The above mentioned sections have serious potential as part of an intra/inter state rail network and would very likely generate sufficient ridership to justify a commuter rail operations. Furthermore, the Augusta Lower Road already has an operator that is willing, able and interested in running a commuter operation. That is decades ahead of where the Moutain Division is right now. I think maybe someday, somehow there will be a demand for rail service on the Mountain Division. It's just is not now. I think the funding that the state is looking at using for work on the Mountain Division is better spent on the Augusta Lower Road which is in far better comparative condition. The dollars spent would go much further towards efficiently developing new passenger rail infrastructure.
Although I rarely ever believe that rail projects in Maine are a waste of money, putting large allocations of tax dollars into the Mountain Division at a time when other portions of the state rail infrastructure can do far more with the same money is inherently wasteful. This is especially true if some local residents aren't interested in a rail service restoration. It would be supported much better up in Central Maine and will do more politically for rail service in Maine overall by creating new political stakeholders in the rail passenger revival. Residents in communities along the Mountain Division already have inter-state rail passenger service access in York county because of the Downeaster.
I do think that any ideas in favor of abandonment of the Mountain Division are totally wrong. The state should take incremental steps over time and perhaps slightly increase the pace of its annual maintenance program on the Mountain Division by doing steps such as, maintaining crossing's and crossing grade signals in a turn key condition, fixing washouts when they occurs, brush cutting and spraying, maintaining existing drainage and preventing flooding from beavers. These basic steps would keep the Mountain Division from sinking into the state of poor repair that the Calais Branch went into in the last ten years, while still allowing the state the option to invest dollars later on to restart the line relatively easily if they wish.

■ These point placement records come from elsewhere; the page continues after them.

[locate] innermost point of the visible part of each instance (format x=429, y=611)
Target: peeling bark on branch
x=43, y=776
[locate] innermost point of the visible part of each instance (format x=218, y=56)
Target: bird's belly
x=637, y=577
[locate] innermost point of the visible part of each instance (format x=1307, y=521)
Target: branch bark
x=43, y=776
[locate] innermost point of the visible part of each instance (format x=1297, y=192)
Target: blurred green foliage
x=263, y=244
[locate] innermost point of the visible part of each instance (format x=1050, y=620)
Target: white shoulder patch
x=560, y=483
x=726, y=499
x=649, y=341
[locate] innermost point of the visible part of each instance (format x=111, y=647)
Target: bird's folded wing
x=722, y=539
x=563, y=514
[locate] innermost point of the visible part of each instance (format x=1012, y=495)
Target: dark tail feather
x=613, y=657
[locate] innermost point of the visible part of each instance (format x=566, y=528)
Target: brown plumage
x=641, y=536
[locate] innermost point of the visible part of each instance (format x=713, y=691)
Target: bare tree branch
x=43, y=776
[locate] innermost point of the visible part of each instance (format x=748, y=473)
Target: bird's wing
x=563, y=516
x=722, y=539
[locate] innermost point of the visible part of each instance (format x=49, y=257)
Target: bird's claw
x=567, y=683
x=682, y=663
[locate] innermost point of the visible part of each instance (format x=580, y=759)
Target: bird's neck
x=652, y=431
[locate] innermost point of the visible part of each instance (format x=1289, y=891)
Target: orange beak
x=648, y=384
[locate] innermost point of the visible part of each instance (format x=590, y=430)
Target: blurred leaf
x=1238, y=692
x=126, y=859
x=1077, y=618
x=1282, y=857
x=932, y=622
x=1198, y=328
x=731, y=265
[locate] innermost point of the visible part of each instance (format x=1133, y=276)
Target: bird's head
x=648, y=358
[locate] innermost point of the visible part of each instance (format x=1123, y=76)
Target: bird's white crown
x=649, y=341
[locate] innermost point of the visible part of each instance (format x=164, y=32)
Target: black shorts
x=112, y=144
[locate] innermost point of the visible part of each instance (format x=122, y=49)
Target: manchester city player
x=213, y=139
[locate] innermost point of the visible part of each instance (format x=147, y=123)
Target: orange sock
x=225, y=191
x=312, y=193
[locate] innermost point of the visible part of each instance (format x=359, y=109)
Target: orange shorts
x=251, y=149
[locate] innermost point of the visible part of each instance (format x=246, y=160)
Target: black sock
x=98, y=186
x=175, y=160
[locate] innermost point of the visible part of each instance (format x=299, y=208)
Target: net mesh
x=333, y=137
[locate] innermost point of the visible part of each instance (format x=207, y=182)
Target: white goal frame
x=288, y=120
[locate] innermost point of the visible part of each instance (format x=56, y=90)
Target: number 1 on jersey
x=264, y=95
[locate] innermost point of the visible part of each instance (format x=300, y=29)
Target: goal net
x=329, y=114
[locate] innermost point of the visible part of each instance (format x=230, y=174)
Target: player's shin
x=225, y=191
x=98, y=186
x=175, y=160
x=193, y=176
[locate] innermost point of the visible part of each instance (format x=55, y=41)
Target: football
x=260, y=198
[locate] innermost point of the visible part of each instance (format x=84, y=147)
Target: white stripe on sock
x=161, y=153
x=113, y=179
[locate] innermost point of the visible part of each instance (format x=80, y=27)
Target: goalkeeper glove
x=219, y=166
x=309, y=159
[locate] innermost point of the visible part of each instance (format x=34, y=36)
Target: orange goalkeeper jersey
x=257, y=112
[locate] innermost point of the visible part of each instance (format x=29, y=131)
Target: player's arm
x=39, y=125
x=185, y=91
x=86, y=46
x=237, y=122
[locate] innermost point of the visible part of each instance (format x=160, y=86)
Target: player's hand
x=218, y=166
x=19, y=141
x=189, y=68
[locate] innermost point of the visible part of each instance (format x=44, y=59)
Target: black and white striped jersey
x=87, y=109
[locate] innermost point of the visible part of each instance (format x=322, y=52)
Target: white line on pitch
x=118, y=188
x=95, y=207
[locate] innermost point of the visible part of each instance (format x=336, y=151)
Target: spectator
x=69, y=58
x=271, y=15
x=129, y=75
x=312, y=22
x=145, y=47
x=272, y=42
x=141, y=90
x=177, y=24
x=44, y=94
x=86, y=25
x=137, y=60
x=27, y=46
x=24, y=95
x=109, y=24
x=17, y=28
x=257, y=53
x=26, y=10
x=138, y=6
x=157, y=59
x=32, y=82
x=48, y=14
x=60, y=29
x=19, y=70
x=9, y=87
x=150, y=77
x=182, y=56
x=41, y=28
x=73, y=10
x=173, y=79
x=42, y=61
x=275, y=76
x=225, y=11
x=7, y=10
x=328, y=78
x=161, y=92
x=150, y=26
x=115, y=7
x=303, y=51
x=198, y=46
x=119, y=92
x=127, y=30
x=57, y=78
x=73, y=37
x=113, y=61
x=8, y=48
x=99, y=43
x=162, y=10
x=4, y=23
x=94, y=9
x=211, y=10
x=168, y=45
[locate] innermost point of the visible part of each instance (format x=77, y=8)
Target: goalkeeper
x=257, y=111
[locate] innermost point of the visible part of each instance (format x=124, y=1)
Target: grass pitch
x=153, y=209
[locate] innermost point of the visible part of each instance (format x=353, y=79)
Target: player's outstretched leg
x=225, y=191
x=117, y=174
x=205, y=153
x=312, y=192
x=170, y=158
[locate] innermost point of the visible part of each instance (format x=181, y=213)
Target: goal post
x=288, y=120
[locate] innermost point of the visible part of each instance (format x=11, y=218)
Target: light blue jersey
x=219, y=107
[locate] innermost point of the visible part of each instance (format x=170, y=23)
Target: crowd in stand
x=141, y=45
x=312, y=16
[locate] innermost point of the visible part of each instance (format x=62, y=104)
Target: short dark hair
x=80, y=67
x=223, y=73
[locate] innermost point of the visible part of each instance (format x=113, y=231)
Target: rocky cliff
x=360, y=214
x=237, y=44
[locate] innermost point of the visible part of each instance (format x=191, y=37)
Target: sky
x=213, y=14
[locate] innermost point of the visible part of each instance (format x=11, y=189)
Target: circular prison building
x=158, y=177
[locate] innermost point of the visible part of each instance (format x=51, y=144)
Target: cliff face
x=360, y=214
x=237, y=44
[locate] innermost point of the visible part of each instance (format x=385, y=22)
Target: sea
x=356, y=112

I absolutely do believe that inter-state service along the Mountain Division through North Conway is bad for Maine and bad for Freeport in particular. We do not need to make it any easier for people to take money out of Maine and spend it in sales-tax free NH. If they want to do this there is no need to subsidize their travel to and from NH. This would in fact make it potentially cheaper for Portland residents to go to North Conway as opposed to Freeport. That is a really bad idea and bad for one of the largest and best employers in the state of Maine. There simply is no reason to treat a company that has been so good to the people of Maine and is owned by a Maine family, in such a poor fashion.
Arranging for Montreal-Portland service through Lewiston is not only politcally savvy it's also economically sensible. Lewiston/Auburn needs the resulting Transit Oriented Development that could potentially occur as a result of this project far more than Portland does. It's also a good substitute for continuing to try and develop airports in Maine. Our state's population centers are spread out in such a way and have such low density that we are uniquely unsuited to an avaition based model for national and regional transportation. This results in the fact that in order to fly anywhere in the U.S. we either must drive to Manchester, NH for Southwest Airlines, Boston Logan Airport for international travel or be flown from Portland, Augusta, or Bangor to a hub and then transfer, potentially as many as three or four times.
For all these reasons and many more development of the Mountain Division before other more important, deserving, and interested rail corridors in Maine would be a disappointing waste of state transportation funding. The recent purchase of the section ending in Westbrook was good future planning by the Maine DOT but further development and capital spending beyond basic infrastructure maintenance and protection mentioned earlier is a fundamental fiscal and political mistake that could have serious negative consequences for rail service development in the rest of the state for a long period of time to come. Loss of public confidence in this the rail service restoration program at this time is the worst thing that could happen at the worst possible time.